# Assembly Manual



## Omni (Jul 7, 2016)

Good Day All

Is there an assembly manual available for the 1966 GTO's.

I can find ones for the '67 model but none for the '66.

Trying to tidy up some details.

Thanks to all who respond.

Omni:cheers


----------



## Goat Roper (Oct 28, 2014)

https://www.amazon.com/Pontiac-Tempest-LeMans-Repair-Reprint/dp/B00435KTRW


----------



## Pinion head (Jan 3, 2015)

Unfortunately, no reproduction Assembly Manuals are avail for '66 Pontiac A body's. 
The '67 Pontiac A body Assembly Manual has been out for 25 years, & it's one of the poorer quality reproduced Assembly Manuals, many pages are next to impossible to make out. Cant say, I'd recommend it to a '66 restorer, so many items on a '67 are different than ona '66, though a few items would crossover. 
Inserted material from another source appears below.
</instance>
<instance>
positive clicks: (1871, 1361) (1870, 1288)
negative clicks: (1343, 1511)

Have several copies of the '70 & '71 Pontiac Abody Assembly Manual. Bought first copies in the early 90's. Also own the '71, 72, 73 Pontiac Service Manuals, along with the '71 Fisher Body Manual. By prob a 100-1 ratio, I access the '71 Assembly Manual many times more than the '71 Pontiac Service Manual. The Pontiac Service Manual is helpful, but has its share of errors as it was printed quite a few months before actual model year production began. The nice thing about the few yes of reproduced factory Assembly Manuals, one can read the revisions in top right corner, & spot when Pontiac Engineering required a change. Very very valuable info when documenting differences in production, & embarking on a very high level restoration.


----------



## budro (Sep 11, 2016)

I saw a shop manual with a cd on ebay maybe that would help.


----------